France may be about to lose its reputation as Europe’s cheapest country to drink in by dramatically increasing taxes on alcohol.

A government-appointed health watchdog makes the recommendation in a report published last week. It calls for tax increases to help cover the €10bn overrun on France’s health budget

The government also believes tax hikes on alcohol would curb alcoholism, drinking-related illnesses, and accidents.

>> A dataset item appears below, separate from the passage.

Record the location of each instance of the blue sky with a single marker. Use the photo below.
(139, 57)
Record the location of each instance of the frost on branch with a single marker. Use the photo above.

After raising the tax on tobacco last year, which increased the price of a packet of cigarettes by 50%, and weathering the storm of public opinion, the French government is seriously considering doing the same with alcohol. Didier Jayle, head of the inter-ministerial commission on drugs and alcohol, believes that a 40% rise in alcohol prices would be necessary to change drinking behaviour.

Until now, the government has steered well clear of raising drink taxes, which currently stand at €0.03 (£0.02) on wine, because of the importance of Bordeaux, Champagne, Burgundy, Pastis, Cognac and even Kronenbourg beer to the national consciousness.

A move last year to increase the tax on a bottle of wine by five cents (€0.05) enraged more than 200 senators and MPs, including Alain Juppé, former prime minister and Mayor of Bordeaux. It was not passed.

However, alcohol-related mortality currently stands at 28 deaths per 100,000 for men and 11 for women in France. In comparison, UK figures stand at 11.1 deaths for men and 6.4 for women. Alcohol is involved in a third of all road deaths, 30% of domestic violence and 20% of industrial accidents. Smoking causes 30,000 deaths a year and alcohol causes 45,000, but the government is still reluctant to act.

Other implications include an end to the ‘Booze Cruise’ market, where 3m channel crossings are made by Britons to stock up on cheap beer, wine and spirits. According to UK broadsheet the Guardian, these trips cost the British exchequer £600m a year in lost revenues.